My mood was great today. I woke up feeling spritely, had enough time to drink a cup of coffee AND put mascara on, I was heading out the door when my uncle asked if I wanted a lift to work so rather than being smashed into the armpit of a sweaty man on a crowded tram I was driven to work while listening to the radio so I caught up on the news of the world on the way. Arriving half an hour early I got a jumpstart on the day, went across to ACCA and got a truly exceptional coffee, started my work properly for the day and then it just flew by as I immersed myself in learning about reporting (remember previous post about how I heart excel spreadsheets? These things excite me). I left work early and came home to cook spaghetti bolognese which turned out exceptionally well if I do say so myself, then I had a fantastic long chat with my cousin. Watched a bit of Elementary on the telly then came upstairs and picked up my iPad.
Whoosh!
That was the sound of my good mood vanishing.

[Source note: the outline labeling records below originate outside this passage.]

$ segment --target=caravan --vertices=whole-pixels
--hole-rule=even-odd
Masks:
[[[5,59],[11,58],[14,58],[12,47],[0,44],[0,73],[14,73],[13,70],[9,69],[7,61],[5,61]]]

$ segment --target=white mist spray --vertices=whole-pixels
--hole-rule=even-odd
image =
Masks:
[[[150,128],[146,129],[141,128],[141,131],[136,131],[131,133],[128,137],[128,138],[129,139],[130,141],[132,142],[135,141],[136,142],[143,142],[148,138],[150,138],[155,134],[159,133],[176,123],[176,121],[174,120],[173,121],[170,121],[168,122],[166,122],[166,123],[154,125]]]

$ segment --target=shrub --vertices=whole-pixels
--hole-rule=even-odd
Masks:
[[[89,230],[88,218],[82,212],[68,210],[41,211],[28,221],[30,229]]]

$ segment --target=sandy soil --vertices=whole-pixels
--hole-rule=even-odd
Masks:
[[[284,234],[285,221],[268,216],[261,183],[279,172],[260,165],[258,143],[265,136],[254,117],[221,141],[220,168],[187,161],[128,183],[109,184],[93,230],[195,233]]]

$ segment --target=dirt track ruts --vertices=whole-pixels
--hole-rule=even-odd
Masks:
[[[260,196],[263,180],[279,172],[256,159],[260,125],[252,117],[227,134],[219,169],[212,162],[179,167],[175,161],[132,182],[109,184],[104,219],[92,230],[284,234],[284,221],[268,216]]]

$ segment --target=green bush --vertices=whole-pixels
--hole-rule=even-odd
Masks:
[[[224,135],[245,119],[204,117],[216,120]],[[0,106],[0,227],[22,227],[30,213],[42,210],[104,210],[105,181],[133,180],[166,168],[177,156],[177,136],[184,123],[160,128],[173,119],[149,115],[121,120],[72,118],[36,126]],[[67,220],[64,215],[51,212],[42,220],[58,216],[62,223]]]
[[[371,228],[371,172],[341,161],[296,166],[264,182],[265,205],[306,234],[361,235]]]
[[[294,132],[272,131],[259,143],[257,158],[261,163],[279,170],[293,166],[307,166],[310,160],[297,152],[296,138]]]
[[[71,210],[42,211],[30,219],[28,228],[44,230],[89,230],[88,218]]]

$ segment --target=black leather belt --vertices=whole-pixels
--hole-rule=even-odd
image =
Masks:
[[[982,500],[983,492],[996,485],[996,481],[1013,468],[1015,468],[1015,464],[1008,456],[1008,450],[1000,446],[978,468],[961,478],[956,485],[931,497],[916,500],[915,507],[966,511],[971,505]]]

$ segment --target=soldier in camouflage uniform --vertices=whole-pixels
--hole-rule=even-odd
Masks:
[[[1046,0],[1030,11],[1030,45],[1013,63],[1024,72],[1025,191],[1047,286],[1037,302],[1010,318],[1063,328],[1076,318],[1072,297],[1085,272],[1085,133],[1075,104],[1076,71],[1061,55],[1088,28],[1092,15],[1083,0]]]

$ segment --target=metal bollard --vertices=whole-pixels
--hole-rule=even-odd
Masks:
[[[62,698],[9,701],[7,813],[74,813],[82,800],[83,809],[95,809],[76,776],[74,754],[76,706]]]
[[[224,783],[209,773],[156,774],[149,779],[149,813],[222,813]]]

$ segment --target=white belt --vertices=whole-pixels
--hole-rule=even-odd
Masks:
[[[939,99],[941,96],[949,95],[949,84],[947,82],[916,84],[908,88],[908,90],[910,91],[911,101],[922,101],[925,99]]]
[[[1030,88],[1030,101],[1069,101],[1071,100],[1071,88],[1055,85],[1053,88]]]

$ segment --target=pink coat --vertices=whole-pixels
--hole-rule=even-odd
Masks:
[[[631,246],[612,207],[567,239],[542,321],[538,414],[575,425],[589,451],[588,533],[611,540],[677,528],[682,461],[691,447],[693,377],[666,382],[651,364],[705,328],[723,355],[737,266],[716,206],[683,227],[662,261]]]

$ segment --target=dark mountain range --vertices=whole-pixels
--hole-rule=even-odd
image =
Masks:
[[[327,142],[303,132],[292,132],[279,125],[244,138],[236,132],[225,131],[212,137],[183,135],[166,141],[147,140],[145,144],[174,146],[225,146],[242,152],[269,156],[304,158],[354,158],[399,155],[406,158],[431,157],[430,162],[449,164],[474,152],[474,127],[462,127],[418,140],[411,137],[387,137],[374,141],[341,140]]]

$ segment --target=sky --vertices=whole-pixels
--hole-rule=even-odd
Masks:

What is it with the fucking Internet? There's a troll on my favourite feminist board on Pinterest and usually I can step back and say to myself "Katie, this person is an idiot, stop reading the comments" but tonight I just kept reading them and then it was like I was seeking them out just to get more and more red in the face and upset. I wanted to have a reaction that meant something, that did something but there was nothing I could do. I'd start writing responses to his boorish remarks but then I'd realise they weren't enough and they showed I cared what he thought, which is not the case, but I care about the spaces in which I get to share ideas and have a dialogue about the things I do care about.
Then I went onto Facebook, which I generally avoid since I know it makes me dislike people I actually know and there were all kinds of asinine commentaries on yesterday's leadership spill mixed in amongst the other usual self important and inane crap. I felt frustrated.
Even though my head is loopy and my good mood probably has everything to do with the fact that I actually can't remember anything at the moment, I do still have a fairly formidable mind. I am a university drop out because I wasn't receiving the kind of stimulation I craved in the classroom and I am still craving it. Next weekend there is a conference at The University of Melbourne run by the Socialist Alternative called Marxism. I had been interested in attending it when I heard that Brian Jones was going to be performing Howard Zinn's 'Marx in Soho', a text I read while in the US. Further reading of the program and some correspondence with my ex-boyfriend, the socialist, informed me of a series of discussions being held about education. I'm very tempted to attend. Part of me thinks or perhaps hopes that I might find some satiating material to appease my needy mind. Then there's a part of me that concludes that all trolls or Facebook users are actually people and these people may be the ones attending this conference in which case I'll be surrounded by voices that make my blood boil and it would be better really to stay home in bed.
I don't know what the answer is. I think for a short while anyway I should give the internet a break. Definitely for at least one day, maybe the whole weekend. That's it, it's a ludite weekend. See you on the other side.
(ok, I have to tell you, my iPad changed ludite to ludicrous. Is that an Apple commentary?)